Seoul High Court Suspends Designation of Coupang Founder Kim as Controlling Person.

The injunction ties to a data-breach context, with Coupang challenging additional disclosure and governance requirements imposed after a customer data breach.
The Seoul High Court paused the FTC's May 1 designation of Kim Beom-seok as the 'same person' and suspended the related document-request order, delaying enforcement until 30 days after the main judgment and citing irreparable harm.
The FTC pointed to Kim’s younger brother, Kim Yoo-seok, as having a significant management role influencing the designation.
The court has asked the FTC to clarify the legal basis for Kim Yoo-seok's involvement in Coupang's business, highlighting ongoing scrutiny of the evidence behind the 'same person' designation.
If upheld, the designation would require annual disclosure to the FTC of Kim and his family's ownership stakes in Coupang and its affiliates.
A Seoul High Court has temporarily blocked South Korea's Fair Trade Commission from enforcing its designation of Coupang founder Kim Beom-seok as the e-commerce giant's controlling person, according to Radio Reports. The court found that enforcing the order now would cause irreparable harm to Kim, and ruled that pausing it would not damage the public interest while the main legal case plays out.
The May 1 FTC designation was the first time South Korean regulators had ever named a founder of a U.S.-listed company as a controlling individual under Korean competition law. The ruling puts on hold related document requests and annual disclosure requirements — including details of Kim's family ownership stakes in Coupang and its affiliates — until 30 days after a final judgment.
Under South Korean competition law, a 'same person' designation identifies a single individual as the ultimate controller of a business group. Once designated, that person must report annually to the FTC. The reports must cover ownership stakes held by the individual and their entire family across Coupang and all affiliated companies. It is a sweeping transparency requirement with real compliance costs.
The FTC's May 1 ruling was historic. No founder of a U.S.-listed firm operating in Korea had ever been given this label before, according to Radio Reports. The designation triggered immediate legal pushback from Coupang, which filed for an injunction arguing the order was both premature and legally flawed.
The FTC's case did not rest on Kim Beom-seok's role alone. Regulators pointed to his younger brother, Kim Yoo-seok, as a key figure with significant management influence inside Coupang. That family connection became central to the FTC's argument that the founder effectively controls the company's direction.

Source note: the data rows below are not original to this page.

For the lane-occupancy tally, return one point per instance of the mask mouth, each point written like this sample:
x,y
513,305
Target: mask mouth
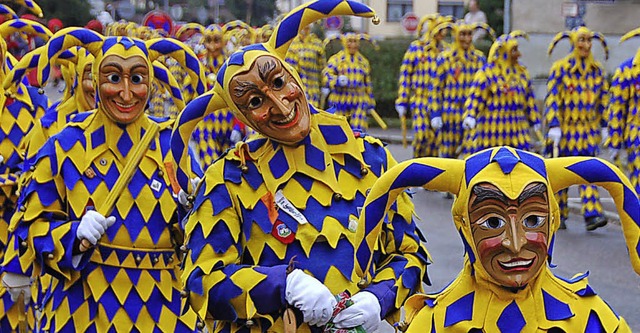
x,y
516,264
290,120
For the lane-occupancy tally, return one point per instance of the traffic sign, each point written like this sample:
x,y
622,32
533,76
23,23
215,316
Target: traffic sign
x,y
410,22
333,23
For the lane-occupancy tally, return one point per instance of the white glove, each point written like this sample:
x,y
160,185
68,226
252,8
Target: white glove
x,y
324,92
469,123
604,133
436,123
343,81
554,134
365,311
183,196
537,127
236,136
613,153
93,225
310,296
17,284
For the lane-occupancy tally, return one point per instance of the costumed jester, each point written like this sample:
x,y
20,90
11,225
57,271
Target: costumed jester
x,y
274,222
348,77
577,97
100,214
456,68
220,130
18,113
622,113
507,215
306,55
417,69
501,109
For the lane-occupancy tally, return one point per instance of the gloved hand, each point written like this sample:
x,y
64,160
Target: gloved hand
x,y
183,196
310,296
613,153
93,225
469,123
537,127
604,133
365,311
343,81
555,135
436,123
17,284
236,136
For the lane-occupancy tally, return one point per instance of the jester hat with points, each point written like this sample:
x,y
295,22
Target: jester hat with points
x,y
510,170
241,61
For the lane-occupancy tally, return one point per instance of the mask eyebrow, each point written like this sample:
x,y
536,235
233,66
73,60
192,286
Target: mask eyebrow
x,y
242,87
265,69
487,193
537,190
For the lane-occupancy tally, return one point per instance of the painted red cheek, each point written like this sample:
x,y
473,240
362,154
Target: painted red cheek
x,y
489,245
536,238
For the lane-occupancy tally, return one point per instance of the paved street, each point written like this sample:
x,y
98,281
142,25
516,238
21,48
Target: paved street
x,y
601,252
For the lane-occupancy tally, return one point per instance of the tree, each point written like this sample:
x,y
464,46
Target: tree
x,y
70,12
255,13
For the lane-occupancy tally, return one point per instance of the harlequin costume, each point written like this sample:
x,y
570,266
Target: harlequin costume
x,y
239,244
307,57
417,69
576,100
501,100
476,301
623,117
129,282
449,89
354,99
212,136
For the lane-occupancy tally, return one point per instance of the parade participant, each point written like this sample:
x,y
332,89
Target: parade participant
x,y
217,132
417,69
17,115
99,214
290,197
348,77
623,112
501,108
306,56
574,109
507,216
449,89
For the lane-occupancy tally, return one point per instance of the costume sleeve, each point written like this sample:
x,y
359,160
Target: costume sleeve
x,y
531,108
603,100
618,107
479,93
330,72
553,101
43,235
217,283
401,260
407,69
435,89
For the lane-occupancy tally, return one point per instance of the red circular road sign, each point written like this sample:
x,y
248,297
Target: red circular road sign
x,y
410,22
333,23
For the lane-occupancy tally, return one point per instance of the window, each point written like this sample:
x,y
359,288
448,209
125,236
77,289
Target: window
x,y
453,8
396,9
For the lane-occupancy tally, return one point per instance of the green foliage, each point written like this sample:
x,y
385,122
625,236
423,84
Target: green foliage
x,y
262,10
70,12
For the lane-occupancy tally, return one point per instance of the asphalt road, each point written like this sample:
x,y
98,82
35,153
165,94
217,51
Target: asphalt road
x,y
602,252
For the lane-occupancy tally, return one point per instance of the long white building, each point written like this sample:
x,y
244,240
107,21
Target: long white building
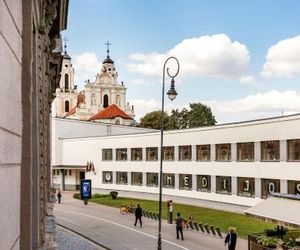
x,y
240,163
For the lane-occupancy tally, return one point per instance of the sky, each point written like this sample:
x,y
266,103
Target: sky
x,y
241,58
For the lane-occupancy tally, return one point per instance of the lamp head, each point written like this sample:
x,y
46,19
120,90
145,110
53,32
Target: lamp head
x,y
172,92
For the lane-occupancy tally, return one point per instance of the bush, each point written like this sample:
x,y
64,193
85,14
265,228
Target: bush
x,y
96,195
267,241
76,196
114,194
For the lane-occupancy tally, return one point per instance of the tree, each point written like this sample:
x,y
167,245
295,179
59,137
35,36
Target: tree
x,y
198,115
153,120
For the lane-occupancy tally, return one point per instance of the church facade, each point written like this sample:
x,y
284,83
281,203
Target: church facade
x,y
103,100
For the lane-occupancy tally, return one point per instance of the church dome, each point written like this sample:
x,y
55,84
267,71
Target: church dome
x,y
108,60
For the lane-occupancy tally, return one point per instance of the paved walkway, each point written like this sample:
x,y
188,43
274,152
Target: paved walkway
x,y
67,240
106,226
182,200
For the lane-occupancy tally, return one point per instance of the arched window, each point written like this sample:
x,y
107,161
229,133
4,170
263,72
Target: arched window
x,y
67,106
105,103
66,82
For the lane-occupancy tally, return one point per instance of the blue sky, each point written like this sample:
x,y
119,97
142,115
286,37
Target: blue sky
x,y
242,58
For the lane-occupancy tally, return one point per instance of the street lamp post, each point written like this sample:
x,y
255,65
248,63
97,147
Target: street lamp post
x,y
172,95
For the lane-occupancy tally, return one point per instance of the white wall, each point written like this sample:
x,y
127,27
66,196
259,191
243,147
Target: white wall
x,y
11,122
70,128
90,149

The designation also connects to a customer data breach at Coupang. After the breach, regulators imposed new governance and disclosure requirements on the company. Coupang challenged those added rules, arguing they went beyond what the law allows. The Seoul High Court has since asked the FTC to clarify exactly what legal authority it used to justify Kim Yoo-seok's role in the designation — a sign judges are not yet satisfied with the evidence.
The Seoul High Court did not throw out the FTC's case. It simply paused enforcement. Some rulings set the suspension to last until mid-July. Others tie the suspension to 30 days after the main administrative judgment. That means the legal window is short and the pressure on both sides is high.
Analysts and U.S. investors are watching closely. If the FTC's designation is ultimately upheld, Coupang — listed on the New York Stock Exchange — would face new annual reporting obligations that go beyond standard U.S. securities disclosures. Final rulings are expected in July, and the outcome could reshape how Korean regulators approach other foreign-listed companies with Korean founders.